Sunday, June 16, 2013

Open Letter to the Historians of the 22nd Century: Sorry for All the Stuff

So today I read one of the sillier posts I have ever seen on an academic blog, in which the author bemoans an imagined decline of diary-keeping in the present era. Future historians will have nothing to write about! The author urges us to sharpen our quill pens, pull out a piece of vellum and begin journaling. "This is your duty," he proclaims. "Create that thing that historians crave—real, firsthand accounts."

The silliness, of course, stems from the fact that the author is using a blog on the internet to complain that no one is writing about their lives anymore.

The truth is precisely the opposite--we are living through an explosion of personal writing and documentation that is unprecedented in human history. Over a billion people are on Facebook, posting about their days, complete with pictures. Half a billion are on Twitter. There are tens of millions of blogs. And let’s throw Instagram and similar services into the mix. And of course there is email–which is indeed being saved, as recent news revelations about the NSA should reassure all of us.

Cats, in particular, are being documented to an amazing extent.

And before anyone sets up the straw man of comparing your aunt Edna’s Facebook updates (“Doubled the prune juice this morning–will let you all know how it works!”) to Mary Chestnut’s diary, let me point out how extremely atypical are the handful of historian’s favorite diaries. As every working historian has come to realize, for every Mary Chestnut or George Templeton Strong, there are a hundred surviving diaries of stoic Norwegian farmers or busy mill workers are that are considerably less than illuminating:

Noviember 2, 1863: rained.
Novermber 3, 1863: Raind
Nobember 5, 1863: Cow dyed.
Novebmer 8, 1863: Did'nt rain

In contrast, future historians of my era (for whom this post is written) will have information sprayed at them with a fire hose.

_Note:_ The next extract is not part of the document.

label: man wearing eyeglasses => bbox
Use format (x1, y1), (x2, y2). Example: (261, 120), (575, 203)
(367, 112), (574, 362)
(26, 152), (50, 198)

Imagine if Thomas Jefferson had a Facebook page, commented on pages of his FB friends, tweeted (“Tip to fellow planters: Increase farm income w/ a nail factory manned by young slaves! #slavery #childlabor #Monticello”), and an Instagram (“Used the sepia filter for this pic of Sally on a bearskin rug. #naughty”). Plus all of his contemporaries FBing and tweeting about Jefferson! We would have vastly more information about the man. And Lord knows there is no shortage of primary source information about Jefferson as is.

The real revolution in personal writing and documentation for our era, however, is the way that it will illuminate the lives of we peasants. Every fry cook at McDonald’s has a Facebook page. And as I hinted above, it is not just that people are writing more than ever before. Future historians will have hundreds of millions of images (from Instagram alone) of people's daily lives. Add tens of millions of videos. And then there is the metadata--GPS locations for those posts and images, networks of friends and sharing, tags and hastags! For broader context the 22nd-century historian will pull up an archived Google Street View of the neighborhood, see what cable services the subject subscribed to, and peruse old Amazon order histories and wish lists.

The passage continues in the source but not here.